27 January 2013
Jon Evans' recent article in TechCrunch on
how America Has Hit Peak Jobs is
quite eye opening in the way he gets the reader to step back and look at the meta-issues involved, but at the same time misses the
factors outside of his blinders. Writing for a publication called TechCrunch it's unsurprising that he'd focus on the technological
drivers hollowing out the middle class, but that he would completely ignore the government driver of this process is somewhat
unforgivable. However much one may posit causality from correlation, until such causality is established, deriving the most important
factor driving a trend is mere guessing.
The crux is this graph:
and what's driving that bulge on the left to increase. Evans claims technology is the primary driver but, although he makes a very
good case that it is a factor, provides little evidence that it is the primary driver.
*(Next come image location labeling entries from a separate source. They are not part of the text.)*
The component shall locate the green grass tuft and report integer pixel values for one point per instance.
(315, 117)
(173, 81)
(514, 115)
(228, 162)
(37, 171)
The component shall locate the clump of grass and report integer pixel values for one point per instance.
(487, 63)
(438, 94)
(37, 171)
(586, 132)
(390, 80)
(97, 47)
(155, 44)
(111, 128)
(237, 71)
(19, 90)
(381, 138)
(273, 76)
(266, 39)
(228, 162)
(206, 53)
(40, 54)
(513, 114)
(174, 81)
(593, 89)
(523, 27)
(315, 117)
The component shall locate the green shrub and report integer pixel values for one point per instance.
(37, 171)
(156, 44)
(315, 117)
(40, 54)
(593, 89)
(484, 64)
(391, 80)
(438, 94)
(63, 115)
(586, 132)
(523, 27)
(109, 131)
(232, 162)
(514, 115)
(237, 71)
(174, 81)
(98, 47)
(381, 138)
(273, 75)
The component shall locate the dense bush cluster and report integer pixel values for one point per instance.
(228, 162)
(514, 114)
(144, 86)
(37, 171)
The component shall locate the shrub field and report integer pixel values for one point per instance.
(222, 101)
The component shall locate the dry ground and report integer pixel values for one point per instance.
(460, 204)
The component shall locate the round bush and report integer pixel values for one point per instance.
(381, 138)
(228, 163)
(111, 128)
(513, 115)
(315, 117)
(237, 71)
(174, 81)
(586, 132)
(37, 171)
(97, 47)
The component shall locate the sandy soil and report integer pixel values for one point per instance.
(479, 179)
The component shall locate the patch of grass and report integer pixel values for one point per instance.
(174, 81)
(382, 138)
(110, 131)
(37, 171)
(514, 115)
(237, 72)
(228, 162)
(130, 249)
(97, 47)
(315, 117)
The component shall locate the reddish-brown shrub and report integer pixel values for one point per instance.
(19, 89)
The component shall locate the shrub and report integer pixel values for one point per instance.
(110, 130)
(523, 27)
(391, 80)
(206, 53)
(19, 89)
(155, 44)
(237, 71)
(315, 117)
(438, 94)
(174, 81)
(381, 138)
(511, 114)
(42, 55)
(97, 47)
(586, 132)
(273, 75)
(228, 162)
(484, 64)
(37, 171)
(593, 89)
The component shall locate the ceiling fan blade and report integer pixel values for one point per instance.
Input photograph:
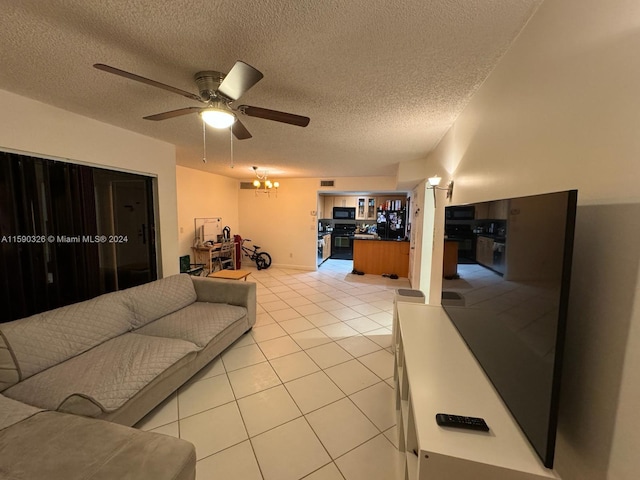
(239, 79)
(239, 130)
(274, 115)
(173, 113)
(153, 83)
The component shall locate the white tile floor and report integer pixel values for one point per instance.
(308, 393)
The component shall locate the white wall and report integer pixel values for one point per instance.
(283, 225)
(204, 195)
(34, 128)
(560, 111)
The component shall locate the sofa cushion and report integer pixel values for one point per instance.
(199, 323)
(105, 377)
(9, 374)
(12, 411)
(55, 446)
(162, 297)
(46, 339)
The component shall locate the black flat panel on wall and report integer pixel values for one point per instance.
(53, 216)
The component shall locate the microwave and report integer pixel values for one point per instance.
(344, 213)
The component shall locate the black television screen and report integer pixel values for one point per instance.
(507, 296)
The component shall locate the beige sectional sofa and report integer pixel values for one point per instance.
(114, 358)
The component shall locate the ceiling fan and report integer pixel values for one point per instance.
(217, 92)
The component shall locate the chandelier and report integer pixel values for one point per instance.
(263, 184)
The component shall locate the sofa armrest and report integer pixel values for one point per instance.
(233, 292)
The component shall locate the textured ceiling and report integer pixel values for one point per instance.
(381, 80)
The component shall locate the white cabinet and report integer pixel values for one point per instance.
(436, 373)
(484, 251)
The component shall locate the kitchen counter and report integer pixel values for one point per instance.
(360, 236)
(381, 256)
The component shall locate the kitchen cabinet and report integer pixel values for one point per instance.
(381, 256)
(484, 251)
(366, 208)
(328, 206)
(496, 210)
(326, 246)
(499, 210)
(344, 201)
(450, 259)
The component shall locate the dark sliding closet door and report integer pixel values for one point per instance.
(69, 233)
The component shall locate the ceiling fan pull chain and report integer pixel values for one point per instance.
(204, 143)
(231, 134)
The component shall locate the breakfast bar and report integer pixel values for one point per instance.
(380, 257)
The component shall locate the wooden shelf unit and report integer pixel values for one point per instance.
(436, 373)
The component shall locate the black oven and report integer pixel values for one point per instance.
(342, 241)
(344, 213)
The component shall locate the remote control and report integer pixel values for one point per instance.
(459, 421)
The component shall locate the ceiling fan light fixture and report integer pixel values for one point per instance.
(218, 118)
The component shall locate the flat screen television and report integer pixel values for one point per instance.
(508, 300)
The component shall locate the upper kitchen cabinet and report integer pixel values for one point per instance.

Since I have had some experience living in
the bulge on the left I can paint a fairly good picture of what it's like. The government pays for medical care. The government pays
for food. The government subsidizes housing. You get an income tax "refund" every year even though you pay no taxes. Whatever little
money you make can go to other things.
Now think about increasing your income (moving to the right on the graph). As your income increases the government pays less for food
and housing, so you see no increase in your standard of living. And at some point the monster cost of medical care pops in and
actually lowers your standard of living. At roughly the same point you stop getting income tax "refunds" and start to pay income
taxes, additionally lowering your standard of living. You have to increase your income quite a bit more before you can get your
standard of living back up to where it was. Why would anybody in their right mind work harder for that? Unless one believes they can
get past these Welfare State hurdles to the place where they can actually increase their standard of living it seems to be but an
exercise in futility.
So is it more than just technology driving the trend hollowing out the middle class? My guess would be yes.